Each segment file starts with this header:

- `okw`: Three byte magic code
- OkayWAL Version: Single byte version number. Currently 0.
- `Configuration::version_info` length: Single byte. The embedded information
must be 255 or less bytes long.
- Embedded Version Info: The bytes of the version info. The previous byte
controls how many bytes long this field is.

After this header, the file is a series of entries, each which contain a series
of chunks. A byte with a value of 1 signifies a new entry. Any other byte causes
the reader to stop reading entries from the file.

The first 8 bytes of the entry are the little-endian representation of its
`EntryId`.

After the `EntryId`, a series of chunks is expected. A byte with a value of 2
signals that a chunk is next in the file. A byte with a value of 3 signals that
this is the end of the current entry being written. Any other byte causes the
`SegmentReader` to return an AbortedEntry result. Any already-read chunks from
this entry should be ignored/rolled back by the `LogManager`.

The first four bytes of a chunk are the data length in little-endian
representation. The data for the chunk follows.

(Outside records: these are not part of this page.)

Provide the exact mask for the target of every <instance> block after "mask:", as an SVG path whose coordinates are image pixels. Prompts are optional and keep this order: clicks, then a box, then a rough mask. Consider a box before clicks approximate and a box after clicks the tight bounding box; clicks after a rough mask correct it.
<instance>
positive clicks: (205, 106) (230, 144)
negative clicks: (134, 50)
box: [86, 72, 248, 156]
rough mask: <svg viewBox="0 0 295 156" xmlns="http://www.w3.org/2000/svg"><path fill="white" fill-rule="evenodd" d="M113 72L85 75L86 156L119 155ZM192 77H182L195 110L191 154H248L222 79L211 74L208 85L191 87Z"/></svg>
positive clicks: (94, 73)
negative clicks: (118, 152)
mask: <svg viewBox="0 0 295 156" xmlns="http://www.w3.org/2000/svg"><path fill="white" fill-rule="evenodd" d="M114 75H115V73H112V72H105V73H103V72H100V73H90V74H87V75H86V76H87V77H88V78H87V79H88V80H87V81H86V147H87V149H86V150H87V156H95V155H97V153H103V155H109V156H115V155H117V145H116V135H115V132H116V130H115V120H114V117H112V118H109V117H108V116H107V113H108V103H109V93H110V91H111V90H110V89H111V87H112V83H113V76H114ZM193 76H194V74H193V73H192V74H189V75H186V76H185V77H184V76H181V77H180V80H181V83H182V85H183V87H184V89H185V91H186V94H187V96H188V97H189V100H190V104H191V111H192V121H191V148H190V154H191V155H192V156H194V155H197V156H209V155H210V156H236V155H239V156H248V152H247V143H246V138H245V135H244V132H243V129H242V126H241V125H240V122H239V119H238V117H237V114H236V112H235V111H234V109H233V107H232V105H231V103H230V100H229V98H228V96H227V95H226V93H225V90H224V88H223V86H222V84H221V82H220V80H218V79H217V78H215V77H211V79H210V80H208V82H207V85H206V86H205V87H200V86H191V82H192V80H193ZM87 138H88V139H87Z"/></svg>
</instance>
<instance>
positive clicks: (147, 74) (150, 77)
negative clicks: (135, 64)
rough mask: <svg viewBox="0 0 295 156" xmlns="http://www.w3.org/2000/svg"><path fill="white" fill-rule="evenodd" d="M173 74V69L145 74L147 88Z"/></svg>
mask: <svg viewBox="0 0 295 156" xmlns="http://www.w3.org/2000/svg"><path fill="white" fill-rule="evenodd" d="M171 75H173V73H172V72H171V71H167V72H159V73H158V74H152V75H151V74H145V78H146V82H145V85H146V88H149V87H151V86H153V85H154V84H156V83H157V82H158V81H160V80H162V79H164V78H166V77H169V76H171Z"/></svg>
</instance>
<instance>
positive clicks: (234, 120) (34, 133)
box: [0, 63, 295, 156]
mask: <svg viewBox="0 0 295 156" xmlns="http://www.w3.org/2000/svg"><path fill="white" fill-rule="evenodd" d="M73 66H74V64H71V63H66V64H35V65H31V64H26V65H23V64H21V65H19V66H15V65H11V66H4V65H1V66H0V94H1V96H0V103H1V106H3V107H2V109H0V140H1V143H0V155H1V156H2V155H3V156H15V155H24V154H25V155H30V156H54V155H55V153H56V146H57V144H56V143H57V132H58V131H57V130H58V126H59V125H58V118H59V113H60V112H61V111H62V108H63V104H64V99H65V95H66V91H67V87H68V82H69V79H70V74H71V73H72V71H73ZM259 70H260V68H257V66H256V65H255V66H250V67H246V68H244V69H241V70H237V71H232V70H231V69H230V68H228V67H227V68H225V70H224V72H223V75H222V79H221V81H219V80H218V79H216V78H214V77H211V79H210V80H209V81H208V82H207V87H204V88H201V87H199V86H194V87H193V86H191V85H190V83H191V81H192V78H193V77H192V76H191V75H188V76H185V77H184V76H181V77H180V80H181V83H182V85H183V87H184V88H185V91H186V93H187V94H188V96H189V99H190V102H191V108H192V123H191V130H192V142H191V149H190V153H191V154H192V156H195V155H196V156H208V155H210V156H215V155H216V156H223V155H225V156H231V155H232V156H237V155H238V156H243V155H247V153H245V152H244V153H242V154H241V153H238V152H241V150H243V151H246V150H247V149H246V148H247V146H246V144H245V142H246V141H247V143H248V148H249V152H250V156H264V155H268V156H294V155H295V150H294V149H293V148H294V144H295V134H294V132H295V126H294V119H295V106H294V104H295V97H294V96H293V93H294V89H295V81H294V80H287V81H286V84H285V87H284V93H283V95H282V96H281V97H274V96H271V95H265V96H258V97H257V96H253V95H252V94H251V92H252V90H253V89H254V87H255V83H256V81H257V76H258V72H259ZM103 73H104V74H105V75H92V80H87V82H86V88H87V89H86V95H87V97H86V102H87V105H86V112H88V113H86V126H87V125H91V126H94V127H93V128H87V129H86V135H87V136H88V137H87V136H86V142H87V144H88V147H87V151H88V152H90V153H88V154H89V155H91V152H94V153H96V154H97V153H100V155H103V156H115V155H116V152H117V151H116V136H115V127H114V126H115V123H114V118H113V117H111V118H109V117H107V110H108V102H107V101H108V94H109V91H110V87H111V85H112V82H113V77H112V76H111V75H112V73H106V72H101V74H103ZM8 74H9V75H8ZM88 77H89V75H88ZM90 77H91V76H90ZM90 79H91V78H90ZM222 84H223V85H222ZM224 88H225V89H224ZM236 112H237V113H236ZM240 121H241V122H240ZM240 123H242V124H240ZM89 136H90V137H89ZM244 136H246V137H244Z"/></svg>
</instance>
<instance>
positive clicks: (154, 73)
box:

Finally, a four-byte CRC-32 ends the chunk.

If a reader does not encounter a new chunk marker (2) or an end-of-entry marker
(3), the entry should be considered abandoned and all chunks should be ignored.

[basic-example]: https://github.com/khonsulabs/okaywal/blob/main/examples/basic.rs
[wal]: https://en.wikipedia.org/wiki/Write-ahead_logging

## Open-source Licenses

This project, like all projects from [Khonsu Labs](https://khonsulabs.com/), are
open-source. This repository is available under the [MIT License](./LICENSE-MIT)
or the [Apache License 2.0](./LICENSE-APACHE).